6

La llamada de Stavrópulos nos pilla a la altura del Hospital Geriátrico.

—He empezado por el bulto en la nuca y he acertado de lleno —anuncia satisfecho.

—¿Fue una inyección?

—Sí, una inyección de veneno. Aún no sé de qué veneno se trata. Necesito hacer algunos análisis para averiguarlo.

—¿Tanta importancia tiene?

—Para mí, científicamente, sí. Y a ti podría ayudarte a identificar al asesino y a saber en qué círculos se mueve.

—Gracias, esperaré.

Puede que Stavrópulos sea un quejica, pero en su trabajo es un crac. Y tiene la ventaja de que no sólo piensa como forense.

Lo lógico sería ir primero a la consulta de Korasidis, pero nos arriesgamos a quedar atrapados entre las manifestaciones y las barreras policiales. Por lo tanto, decidimos empezar por la casa de la víctima y dejar la consulta privada de Karneadu para más tarde. Sólo espero que las concentraciones se hayan dispersado y nos cueste menos llegar a Kolonaki.
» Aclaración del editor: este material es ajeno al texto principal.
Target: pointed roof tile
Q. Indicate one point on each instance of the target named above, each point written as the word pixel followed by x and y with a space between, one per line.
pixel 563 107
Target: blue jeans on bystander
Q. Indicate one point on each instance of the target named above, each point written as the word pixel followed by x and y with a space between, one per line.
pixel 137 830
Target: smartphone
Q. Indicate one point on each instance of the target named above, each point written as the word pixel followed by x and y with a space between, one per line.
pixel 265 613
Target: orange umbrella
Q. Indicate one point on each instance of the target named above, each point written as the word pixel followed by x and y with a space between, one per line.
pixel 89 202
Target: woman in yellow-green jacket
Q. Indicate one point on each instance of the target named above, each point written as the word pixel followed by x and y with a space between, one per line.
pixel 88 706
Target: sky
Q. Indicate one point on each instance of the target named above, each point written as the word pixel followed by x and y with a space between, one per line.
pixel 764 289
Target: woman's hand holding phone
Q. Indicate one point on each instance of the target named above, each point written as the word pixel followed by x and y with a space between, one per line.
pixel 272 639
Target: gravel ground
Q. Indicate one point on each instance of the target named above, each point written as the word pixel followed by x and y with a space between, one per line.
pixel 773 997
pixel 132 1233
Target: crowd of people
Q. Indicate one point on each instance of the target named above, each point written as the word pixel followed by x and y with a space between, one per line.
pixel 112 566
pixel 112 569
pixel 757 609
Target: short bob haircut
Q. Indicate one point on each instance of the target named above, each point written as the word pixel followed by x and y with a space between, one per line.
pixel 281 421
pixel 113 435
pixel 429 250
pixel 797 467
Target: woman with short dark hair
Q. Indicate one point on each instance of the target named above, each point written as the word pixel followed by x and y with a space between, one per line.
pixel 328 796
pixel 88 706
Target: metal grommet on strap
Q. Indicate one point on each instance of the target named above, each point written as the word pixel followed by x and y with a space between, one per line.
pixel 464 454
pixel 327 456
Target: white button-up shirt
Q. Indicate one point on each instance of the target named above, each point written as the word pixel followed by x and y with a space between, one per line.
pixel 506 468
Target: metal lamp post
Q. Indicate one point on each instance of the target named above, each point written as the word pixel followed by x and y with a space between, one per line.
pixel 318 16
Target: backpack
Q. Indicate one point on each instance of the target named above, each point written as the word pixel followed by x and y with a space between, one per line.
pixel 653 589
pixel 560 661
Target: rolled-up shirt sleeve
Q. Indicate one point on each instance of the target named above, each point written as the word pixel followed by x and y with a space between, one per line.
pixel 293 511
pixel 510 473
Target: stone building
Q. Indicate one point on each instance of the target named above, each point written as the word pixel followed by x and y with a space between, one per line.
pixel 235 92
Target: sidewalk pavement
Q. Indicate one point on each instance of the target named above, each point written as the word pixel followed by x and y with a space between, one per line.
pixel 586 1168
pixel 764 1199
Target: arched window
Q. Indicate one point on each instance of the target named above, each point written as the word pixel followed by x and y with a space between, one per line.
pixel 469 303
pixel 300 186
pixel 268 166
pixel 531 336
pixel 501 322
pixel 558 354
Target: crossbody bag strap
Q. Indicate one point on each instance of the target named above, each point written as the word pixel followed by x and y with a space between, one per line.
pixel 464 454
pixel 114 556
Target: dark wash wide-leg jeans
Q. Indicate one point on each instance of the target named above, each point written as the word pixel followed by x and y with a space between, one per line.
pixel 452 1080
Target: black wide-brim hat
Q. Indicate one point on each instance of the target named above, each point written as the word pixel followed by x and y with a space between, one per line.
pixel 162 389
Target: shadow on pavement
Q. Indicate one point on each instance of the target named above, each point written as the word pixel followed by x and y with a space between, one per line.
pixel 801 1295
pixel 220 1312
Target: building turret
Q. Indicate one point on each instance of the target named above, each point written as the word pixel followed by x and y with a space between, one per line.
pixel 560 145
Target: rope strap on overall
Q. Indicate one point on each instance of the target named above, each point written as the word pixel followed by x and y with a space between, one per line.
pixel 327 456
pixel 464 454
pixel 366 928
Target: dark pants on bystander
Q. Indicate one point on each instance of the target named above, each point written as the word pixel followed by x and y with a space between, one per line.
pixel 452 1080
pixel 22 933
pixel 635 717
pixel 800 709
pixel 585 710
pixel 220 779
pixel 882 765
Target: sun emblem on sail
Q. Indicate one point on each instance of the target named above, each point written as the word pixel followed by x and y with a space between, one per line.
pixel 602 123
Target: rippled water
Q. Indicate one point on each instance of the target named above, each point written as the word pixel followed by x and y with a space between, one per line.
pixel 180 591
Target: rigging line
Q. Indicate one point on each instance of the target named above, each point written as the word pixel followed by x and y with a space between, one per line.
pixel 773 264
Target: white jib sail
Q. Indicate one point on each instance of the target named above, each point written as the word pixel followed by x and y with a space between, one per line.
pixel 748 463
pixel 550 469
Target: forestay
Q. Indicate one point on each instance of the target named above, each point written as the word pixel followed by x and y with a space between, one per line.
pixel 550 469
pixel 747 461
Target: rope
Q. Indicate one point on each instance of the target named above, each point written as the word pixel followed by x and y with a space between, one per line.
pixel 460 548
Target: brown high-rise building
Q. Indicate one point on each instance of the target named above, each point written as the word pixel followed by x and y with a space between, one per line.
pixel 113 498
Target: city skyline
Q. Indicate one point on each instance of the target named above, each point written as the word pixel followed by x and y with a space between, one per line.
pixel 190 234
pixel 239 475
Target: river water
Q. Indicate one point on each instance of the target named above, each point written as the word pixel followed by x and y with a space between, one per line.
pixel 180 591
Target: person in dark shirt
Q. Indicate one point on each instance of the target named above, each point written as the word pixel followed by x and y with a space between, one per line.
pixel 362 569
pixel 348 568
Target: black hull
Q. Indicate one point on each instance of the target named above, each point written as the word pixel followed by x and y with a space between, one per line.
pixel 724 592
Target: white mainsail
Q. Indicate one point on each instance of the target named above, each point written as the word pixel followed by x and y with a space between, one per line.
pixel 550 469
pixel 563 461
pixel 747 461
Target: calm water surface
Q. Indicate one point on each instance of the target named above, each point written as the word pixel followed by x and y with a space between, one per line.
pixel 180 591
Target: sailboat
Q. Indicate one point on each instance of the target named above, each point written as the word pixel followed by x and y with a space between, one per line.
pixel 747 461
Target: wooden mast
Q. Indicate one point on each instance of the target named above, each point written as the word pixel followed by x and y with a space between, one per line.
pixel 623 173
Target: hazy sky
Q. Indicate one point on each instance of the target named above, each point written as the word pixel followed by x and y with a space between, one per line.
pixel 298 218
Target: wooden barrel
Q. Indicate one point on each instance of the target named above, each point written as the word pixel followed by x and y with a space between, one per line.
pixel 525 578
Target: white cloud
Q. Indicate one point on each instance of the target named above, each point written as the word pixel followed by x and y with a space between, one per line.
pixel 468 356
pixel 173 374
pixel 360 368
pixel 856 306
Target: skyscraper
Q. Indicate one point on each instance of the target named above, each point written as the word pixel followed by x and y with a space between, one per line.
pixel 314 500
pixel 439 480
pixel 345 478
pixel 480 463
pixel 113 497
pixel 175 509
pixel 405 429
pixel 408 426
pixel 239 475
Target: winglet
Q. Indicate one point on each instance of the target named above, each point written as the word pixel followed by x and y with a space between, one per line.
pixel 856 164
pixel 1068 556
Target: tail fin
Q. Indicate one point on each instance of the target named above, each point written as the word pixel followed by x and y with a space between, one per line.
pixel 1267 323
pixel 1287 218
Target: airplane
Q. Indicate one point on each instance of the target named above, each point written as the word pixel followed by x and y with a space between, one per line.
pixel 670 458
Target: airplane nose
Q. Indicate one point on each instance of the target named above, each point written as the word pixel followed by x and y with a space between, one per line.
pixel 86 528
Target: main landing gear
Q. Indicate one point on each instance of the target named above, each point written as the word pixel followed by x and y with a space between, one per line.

—Avisa a la Brigada Científica —ordeno a Dermitzakis.

Ya que tenemos un pequeño viaje por delante, me desentiendo del trayecto e intento concentrarme en mis pensamientos. Resulta que los hechos confirman mi intuición. Me he topado con un asesinato. Y no con un asesinato cualquiera, sino con el de un médico de renombre, lo que significa que tendré que vérmelas con clínicas, científicos y periodistas que no dejarán de importunarme a cada paso. En resumen, todos los ingredientes para meterme en líos. Trato de convencerme de que debo desempeñar mi trabajo sin pensar en las consecuencias, pero no me resulta fácil. Hace años que me hice a la idea de que me jubilaría con mi grado actual, y no me importaba. Ahora que se ha abierto una ventanita al ascenso, intento que no se me cierre. De repente, estoy asustado y empiezo a comprender a Guikas, siempre preocupado por no pifiarla.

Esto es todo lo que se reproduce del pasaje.